Nuevo Custodio de la Basílica de San Francisco, en Asís

En estos últimos días hemos conocido un nueva noticia importante para nuestra Orden y para la Iglesia, dada la relevancia del lugar: ha sido nombrado el nuevo Custodio de la Basílica de San Francisco, en Asís. Es fray Mauro Gambetti, hasta ahora Ministro de la Provincia franciscana de Boloña (Italia). Fray Mauro tiene 48 años y antes de entrar en la Orden estudió ingeniería mecánica. Realizó su formación teológica en Asís y en Florencia. 

El Sacro Convento de Asís, con la doble Basílica adyacente, es el corazón de toda la Orden por ser el lugar donde se custodian los restos mortales del padre San Francisco y de algunos de sus primeros compañeros: Bernardo, León, Maseo, Rufino, Angel, Silvestre, etc. En él viven más de 60 frailes menores conventuales de 19 nacionalidades, escogidos de entre todas las provincias de la Orden para que den testimonio y confirmen el amor y la fidelidad de todos los hermanos a San Francisco y al carisma que Dios, por su mediación, suscitó en la Iglesia. 

Y es que Asís sigue siendo un lugar de gracia y bendición para toda la Iglesia después de 800 años. ¡Especialmente la tumba del Poverello! Cada vez que nos ponemos ante aquel sepulcro de piedra y, con la fe de la Iglesia, reconocemos que entre nosotros y los santos existe un misterio de comunión, ¡de verdadera fraternidad!, que traspasa el tiempo y el espacio, podemos abrir nuestro corazón de hermano a hermano... Allí, dentro de aquel sepulcro de piedra, se conservan los restos mortales de un hombre que acogió a corazón abierto la gracia de la conversión, que amó con locura a Jesucristo y por él lo dejó todo para seguir sus huellas, que se desvivió por sus hermanos y anunció la paz del Evangelio a toda criatura... pero no de manera etérea o vaga, sino bien concreta: con ese cuerpo, con esos miembros, con esa "carne" que para nosotros son un signo, memoria elocuente de un hombre creyente de los pies a la cabeza.   

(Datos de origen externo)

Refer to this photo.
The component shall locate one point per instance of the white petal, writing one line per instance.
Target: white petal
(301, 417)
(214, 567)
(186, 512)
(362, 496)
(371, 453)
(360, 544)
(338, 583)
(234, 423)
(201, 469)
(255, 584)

Ante Francisco, el Pobrecillo de Cristo, sentimos que hemos sido creados para algo grande y que no podemos conformarnos con pequeñas y fugaces alegrías momentáneas, las cuales, una vez terminadas, dejan amargura en el corazón. No, como nos ha recordado Benedicto XVI en tantas ocasiones, Dios nos ha creado con vistas al “para siempre”; ha puesto en el corazón de cada uno de nosotros la semilla de una vida que realice algo bello y grande. Y que para ello es necesario tener la valentía de hacer elecciones definitivas y de vivirlas con fidelidad

El amor que San Francisco encontró no es un amor confinado en el pasado, no es un espejismo, no está reservado a unos pocos: es el amor de Cristo, ¡que no pasa nunca y que cambia la vida! Un amor que estamos llamados a acoger en nuestro pequeño corazón, quizás herido, sí, pero sobre todo ¡profundamente amado! Acoger este amor implica correr un riesgo muy grande, porque el Señor podrá llamarnos al sacerdocio o a la vida consagrada, es decir, a una entrega particular de nosotros mismos. Si es así, respóndele con generosidad y sin miedo, porque quien se entrega a él encuentra la verdadera vida.

Asís, ¡hasta las piedras hablan de Francisco y Clara!